Are we not focusing on making the individual steps more efficient?

Yes. If you let it.

But no, you should not. Anything lean or agile should aim to make the whole value chain faster. The goal for everyone is to move the work faster through all of the work.

{He used the same reasoning as above, and the reader fell asleep}.

How should we handle bottlenecks then?

Ah - this is now interesting. Let me reformulate this into kanban-ish language

What should I do when the WIP limit is hit?

You finish a work item. You want to pull new work. But the WIP limit is 4 and there are already 4 items in your column. What should you do?

Here are a few things to think about:

  • Is there any work on the board that is not finished that would benefit from you helping? Do that. Help to finish work. Start from the right and see what is closest to being finished on the board. Help to finish that. YES, I AM VERY MUCH TALKING ABOUT THINGS THAT YOU NORMALLY DO.
    • Dev doing test - absolutely.
    • Testers doing analysing - sure!
    • Anyone doing deploy - sure!
    • Doing something you never did before? Perfect. Team up with someone and learn
  • If there’s no work that you can help finish (I don’t believe you but ok - let’s play along :)), what can you do then?
    • First - do not start new work if you absolutely cannot avoid it. It will, with mathematical certainty, make all other work slower. And risker.

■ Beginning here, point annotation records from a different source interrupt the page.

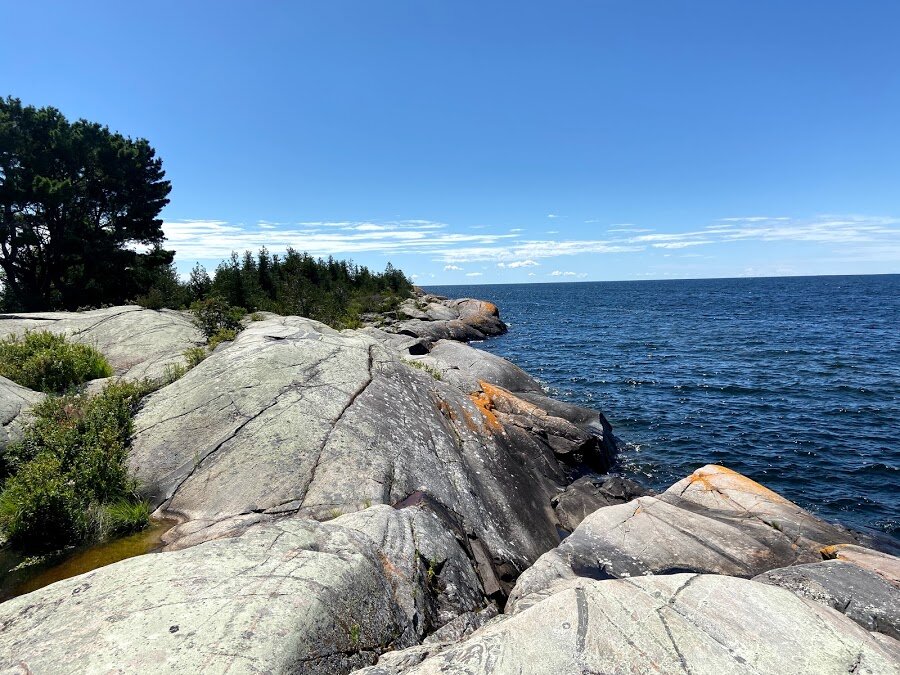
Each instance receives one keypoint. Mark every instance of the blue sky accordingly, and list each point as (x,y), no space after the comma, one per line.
(499,142)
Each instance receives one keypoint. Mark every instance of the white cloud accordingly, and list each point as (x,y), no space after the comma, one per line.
(752,219)
(518,263)
(682,244)
(876,237)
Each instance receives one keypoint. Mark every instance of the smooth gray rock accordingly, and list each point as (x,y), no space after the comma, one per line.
(716,521)
(433,318)
(589,493)
(861,595)
(295,417)
(884,565)
(290,596)
(465,367)
(137,342)
(675,624)
(15,401)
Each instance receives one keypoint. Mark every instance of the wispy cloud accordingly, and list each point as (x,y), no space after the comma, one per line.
(212,239)
(518,263)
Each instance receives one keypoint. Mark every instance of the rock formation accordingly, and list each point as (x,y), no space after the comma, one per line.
(137,342)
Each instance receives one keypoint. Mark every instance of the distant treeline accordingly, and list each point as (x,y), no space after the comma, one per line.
(335,292)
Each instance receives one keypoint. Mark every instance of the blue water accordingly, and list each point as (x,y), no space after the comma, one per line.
(794,382)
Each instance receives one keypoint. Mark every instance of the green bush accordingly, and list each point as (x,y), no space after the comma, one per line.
(419,365)
(47,362)
(123,517)
(40,508)
(214,314)
(195,355)
(220,336)
(70,464)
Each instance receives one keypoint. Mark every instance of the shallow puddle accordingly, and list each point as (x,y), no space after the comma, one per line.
(19,578)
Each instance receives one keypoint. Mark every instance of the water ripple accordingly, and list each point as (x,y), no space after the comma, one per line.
(794,382)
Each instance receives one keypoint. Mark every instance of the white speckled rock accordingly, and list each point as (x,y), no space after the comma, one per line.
(671,625)
(295,417)
(715,521)
(862,595)
(15,400)
(291,596)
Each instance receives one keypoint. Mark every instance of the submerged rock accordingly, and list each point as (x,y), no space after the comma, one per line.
(137,342)
(293,596)
(682,623)
(589,493)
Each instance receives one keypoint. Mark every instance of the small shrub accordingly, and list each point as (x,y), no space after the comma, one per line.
(70,467)
(431,370)
(40,508)
(155,299)
(172,372)
(214,314)
(195,355)
(47,362)
(220,336)
(124,517)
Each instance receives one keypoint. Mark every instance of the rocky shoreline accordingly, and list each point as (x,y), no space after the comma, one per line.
(394,500)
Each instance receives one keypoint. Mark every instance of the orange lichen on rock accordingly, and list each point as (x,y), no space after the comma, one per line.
(727,482)
(482,401)
(886,566)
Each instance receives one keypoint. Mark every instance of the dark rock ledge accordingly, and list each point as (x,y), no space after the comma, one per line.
(391,498)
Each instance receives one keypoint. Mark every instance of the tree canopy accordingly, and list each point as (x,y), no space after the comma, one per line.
(79,209)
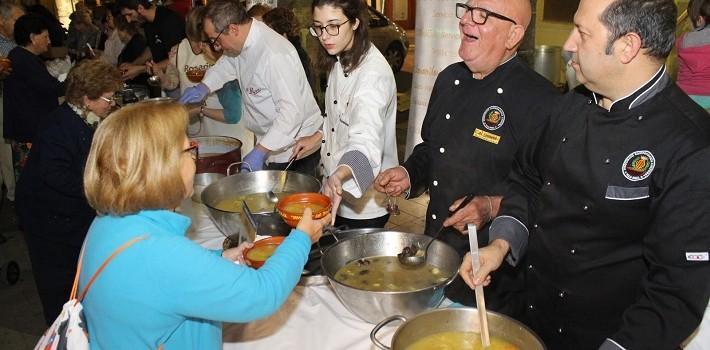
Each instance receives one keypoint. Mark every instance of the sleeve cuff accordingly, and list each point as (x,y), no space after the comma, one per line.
(362,172)
(512,231)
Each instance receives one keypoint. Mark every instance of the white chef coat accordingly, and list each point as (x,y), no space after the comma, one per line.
(279,106)
(361,114)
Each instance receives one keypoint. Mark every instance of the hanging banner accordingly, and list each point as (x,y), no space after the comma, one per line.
(437,43)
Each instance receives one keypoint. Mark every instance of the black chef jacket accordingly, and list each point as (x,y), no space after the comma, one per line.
(470,133)
(618,246)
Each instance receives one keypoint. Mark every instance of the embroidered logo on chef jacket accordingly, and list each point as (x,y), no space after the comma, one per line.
(638,165)
(493,118)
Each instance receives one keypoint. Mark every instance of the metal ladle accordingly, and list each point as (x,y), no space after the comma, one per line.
(413,256)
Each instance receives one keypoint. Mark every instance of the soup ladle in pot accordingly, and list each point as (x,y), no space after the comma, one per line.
(413,256)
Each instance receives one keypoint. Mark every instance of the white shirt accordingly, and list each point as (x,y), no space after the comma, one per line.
(279,106)
(362,120)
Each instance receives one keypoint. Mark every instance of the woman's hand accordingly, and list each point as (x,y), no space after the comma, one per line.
(490,256)
(313,228)
(305,145)
(237,254)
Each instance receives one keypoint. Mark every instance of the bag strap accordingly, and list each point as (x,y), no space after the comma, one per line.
(75,287)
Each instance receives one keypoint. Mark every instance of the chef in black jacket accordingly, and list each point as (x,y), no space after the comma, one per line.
(480,112)
(617,251)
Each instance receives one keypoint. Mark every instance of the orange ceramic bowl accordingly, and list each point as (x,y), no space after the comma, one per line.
(262,250)
(291,207)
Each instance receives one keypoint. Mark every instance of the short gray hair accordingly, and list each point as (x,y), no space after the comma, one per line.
(222,13)
(653,20)
(6,10)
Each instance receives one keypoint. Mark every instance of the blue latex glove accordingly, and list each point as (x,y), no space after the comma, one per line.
(255,159)
(195,94)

And harder.
    • Second - learn something that you think will help you (and us) in the future.
    • Third - do something that will help us move faster in the future. Update the build server, write a better e2e test that replaces 2 slow tests… whatever. Only rule: make sure you can drop that if we need you to help out finishing work. Pick up work that is important but not urgent.
    • Fourth - take a break, my friend. Maybe get to know your teammates - who knows; you might do a better job with people you know

Conclusion

Kanban is just a tool. It improves processes by showing you improvement opportunities in the process. If you don’t change the way you work, to handle these problems improvement opportunities you will not improve either.

Kanban does not cement the roles in your organisation - if you don’t let it. If anything it shows that the roles in your organisation are cemented. Now - do you want to do something about that to be better? Yes? No?

Bottlenecks are things that slow down the flow of value from start to finish. The biggest bottleneck is the place where the whole system slows down. Fix that and the whole system will be faster. But then the bottleneck might have moved. By taking the focus of the flow of the entire chain you ensure that you are not optimizing parts. By optimizing parts you stand a great risk of not fixing the overall flow problem.

Let the kanban board reflect how you work now - not an idealistic process. We want to fix how we work now, not fix the idealistic process, right. You make the visualization. Make it show your work.

I hope you found this useful. Thanks for the great comments and questions.